Likewise, we weep for the sick and the elderly, for in October, Newsom signed a bill that loosened safeguarding requirements for anyone seeking to die by assisted suicide, thus making it much easier to do so.
It seems that only some people are safe in California.
But then we rejoice because of the faith and moral courage of the saints in heaven and of people here on earth, like sportscaster Dick Vitale, who is currently undergoing chemotherapy for lymphoma. The 82-year-old Catholic recently tweeted “about a deacon from his parish, Our Lady of the Angels in Lakewood Ranch, Florida, bringing him Communion. He also used the occasion to remind his followers that they can request that Communion be brought to them when they are ill or homebound.”
Vitale also frequently asks for prayers, and he tweets that he is praying for those also suffering from cancer.

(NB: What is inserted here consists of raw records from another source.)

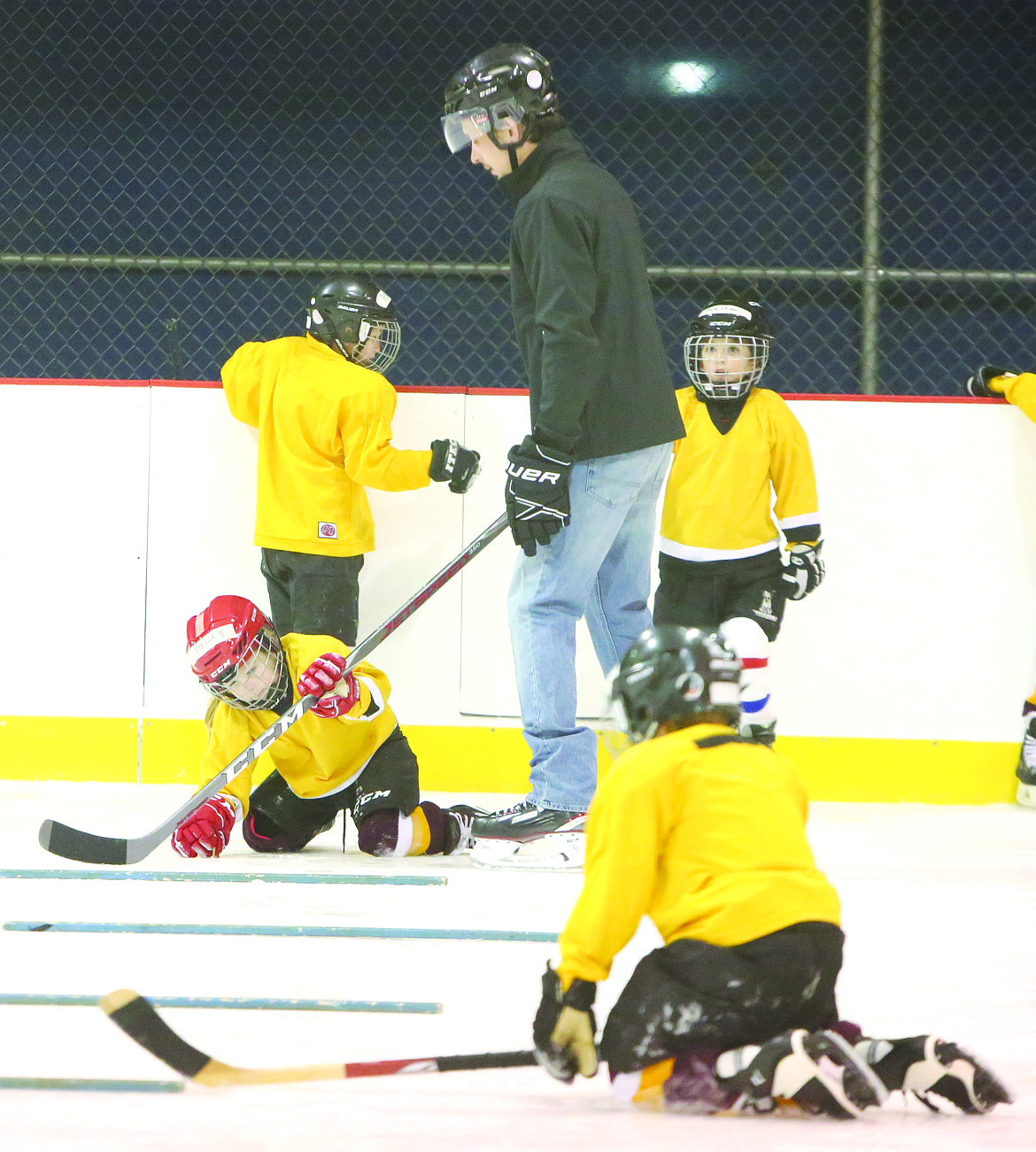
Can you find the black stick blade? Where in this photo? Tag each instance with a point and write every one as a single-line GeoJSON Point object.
{"type": "Point", "coordinates": [490, 1060]}
{"type": "Point", "coordinates": [81, 846]}
{"type": "Point", "coordinates": [137, 1017]}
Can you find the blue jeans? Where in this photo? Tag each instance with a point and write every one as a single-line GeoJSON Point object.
{"type": "Point", "coordinates": [599, 567]}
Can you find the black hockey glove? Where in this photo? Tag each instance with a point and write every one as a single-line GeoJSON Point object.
{"type": "Point", "coordinates": [452, 461]}
{"type": "Point", "coordinates": [536, 493]}
{"type": "Point", "coordinates": [978, 385]}
{"type": "Point", "coordinates": [807, 569]}
{"type": "Point", "coordinates": [564, 1029]}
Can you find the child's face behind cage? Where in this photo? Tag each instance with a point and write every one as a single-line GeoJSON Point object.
{"type": "Point", "coordinates": [726, 360]}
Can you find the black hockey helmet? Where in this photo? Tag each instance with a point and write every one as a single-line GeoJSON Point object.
{"type": "Point", "coordinates": [508, 84]}
{"type": "Point", "coordinates": [354, 311]}
{"type": "Point", "coordinates": [673, 673]}
{"type": "Point", "coordinates": [734, 320]}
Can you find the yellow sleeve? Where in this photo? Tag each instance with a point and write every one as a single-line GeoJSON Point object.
{"type": "Point", "coordinates": [792, 471]}
{"type": "Point", "coordinates": [627, 811]}
{"type": "Point", "coordinates": [364, 421]}
{"type": "Point", "coordinates": [228, 736]}
{"type": "Point", "coordinates": [241, 377]}
{"type": "Point", "coordinates": [1020, 390]}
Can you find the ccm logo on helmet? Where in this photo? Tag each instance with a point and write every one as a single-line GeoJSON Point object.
{"type": "Point", "coordinates": [532, 474]}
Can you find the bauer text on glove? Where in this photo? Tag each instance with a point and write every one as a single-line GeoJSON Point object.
{"type": "Point", "coordinates": [536, 493]}
{"type": "Point", "coordinates": [455, 463]}
{"type": "Point", "coordinates": [337, 689]}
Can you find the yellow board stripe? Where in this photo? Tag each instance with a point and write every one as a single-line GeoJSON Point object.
{"type": "Point", "coordinates": [497, 760]}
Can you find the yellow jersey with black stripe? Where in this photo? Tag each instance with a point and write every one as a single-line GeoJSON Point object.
{"type": "Point", "coordinates": [325, 435]}
{"type": "Point", "coordinates": [722, 486]}
{"type": "Point", "coordinates": [710, 842]}
{"type": "Point", "coordinates": [316, 756]}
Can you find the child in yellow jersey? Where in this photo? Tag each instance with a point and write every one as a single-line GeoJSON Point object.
{"type": "Point", "coordinates": [324, 413]}
{"type": "Point", "coordinates": [719, 553]}
{"type": "Point", "coordinates": [1019, 389]}
{"type": "Point", "coordinates": [704, 831]}
{"type": "Point", "coordinates": [346, 754]}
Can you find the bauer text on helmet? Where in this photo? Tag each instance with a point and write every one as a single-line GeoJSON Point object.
{"type": "Point", "coordinates": [358, 320]}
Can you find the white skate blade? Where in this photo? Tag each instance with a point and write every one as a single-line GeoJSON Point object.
{"type": "Point", "coordinates": [555, 852]}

Vitale is a good example of someone who has the moral courage to publicly and proudly proclaim his faith.
There are many others like him—those who refuse to allow society to silence their voices, those who lead, and those who teach.
We must strive to become like these men and woman and to not be afraid to live our faith outwardly, for as Romans 1:16 teaches, we should not be “ashamed of the gospel. It is the power of God for the salvation of everyone who believes.”
Gaudete Sunday should inspire us to have hope, to rejoice, and to look forward to Christ’s coming and then to go out and share this rejoicing with others so that they, too, might see the glory of God.
As we sing in the hymn “City of God”:
A new day is dawning for all those who weep.
The people in darkness have seen a great light.
The Lord of our longing has conquered the night.
Let us build the city of God.
May our tears be turned into dancing!
For the Lord, our light and our love,
has turned the night into day!
Christ came to turn the night into day and to turn our weeping into joy. Let us rejoice in that fact and share the good news without embarrassment and without apology!